Show that the locus of a point that divides a chord of slope `2` of the parabola `y^2 = 4x` internally in the ratio `1:2` is parabola. Find the vertex of this parabola.

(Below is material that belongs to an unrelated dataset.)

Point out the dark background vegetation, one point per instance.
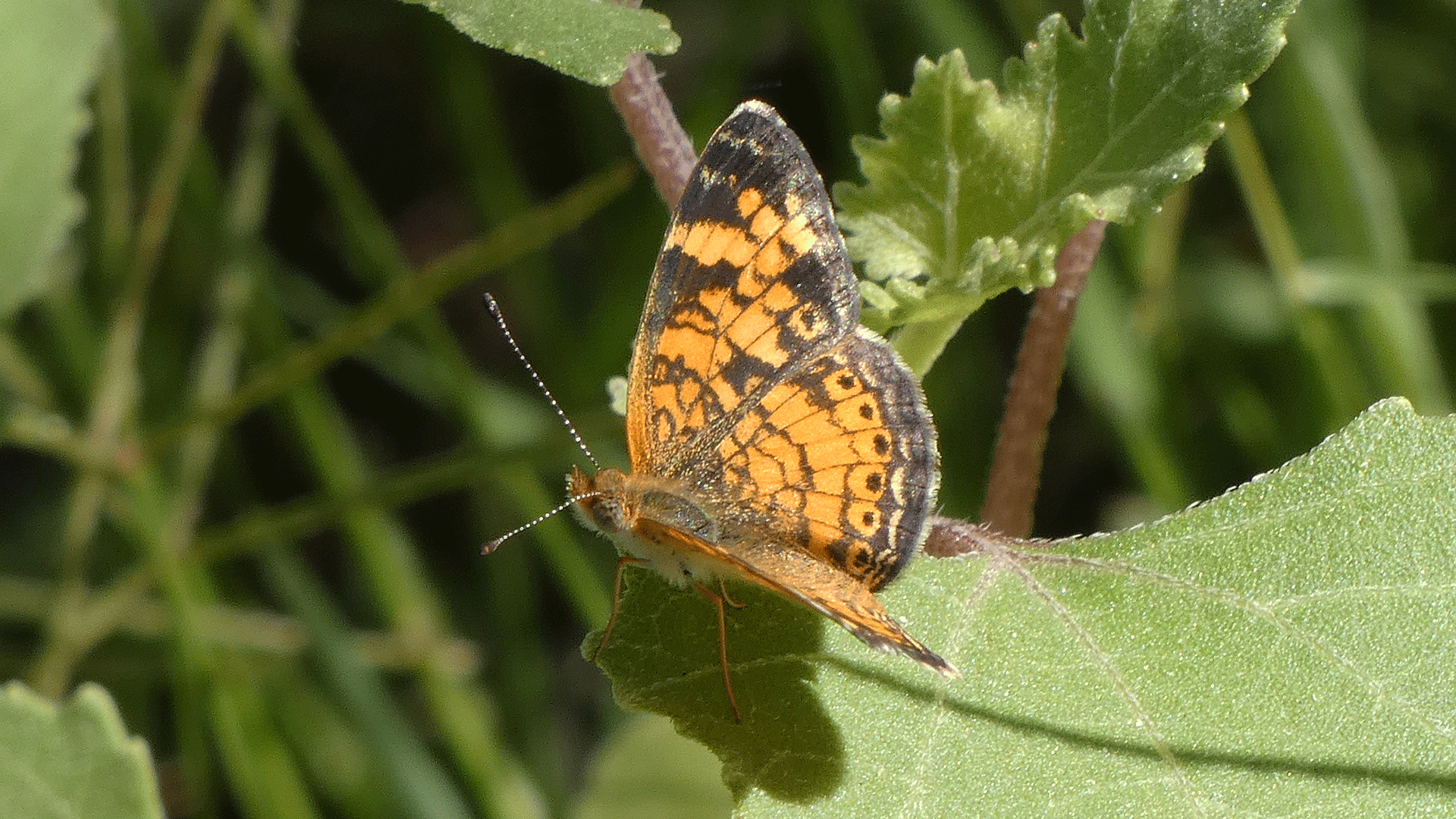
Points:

Let `A(t_(1)^(2), 2t_(1))` and `B (t_(2)^(2),2t_(2))` be coordnates of the end points of a chord of the parabola `y^(2) = 4x` having slope 2.
Now, slope fo AB is ,
`m = (2t_(2) - 2t_(1))/(t_(2)^(2) - t_(1)^(2)) = (2(t_(2) - t_(1)))/((t_(2) - t_(1))(t_(2) + t_(1))) = (2)/(t_(2) + t_(1))`
But m = 2
`implies 2 = (2)/(t_(2) + t_(1))` ,
`implies t_(1) + t_(2) = 1`
Let P (h,k) be a point on AB such that, it divides AB internally in the ratio 1 : 2.
Then, `h = (2t_(1)^(2) + t_(2)^(2))/(2 + 1)` and `k = (2(2t_(1)) + 2 t_(2))/(2 + 1)` ,
`implies 3h = 2t_(1)^(2) + t_(2)^(2)` .....(ii)
and `3k = 4t_(1) + 2t_(2)` .....(iii)
On substituting value of `t_(1)` from Eq. (i) Eq. (iii)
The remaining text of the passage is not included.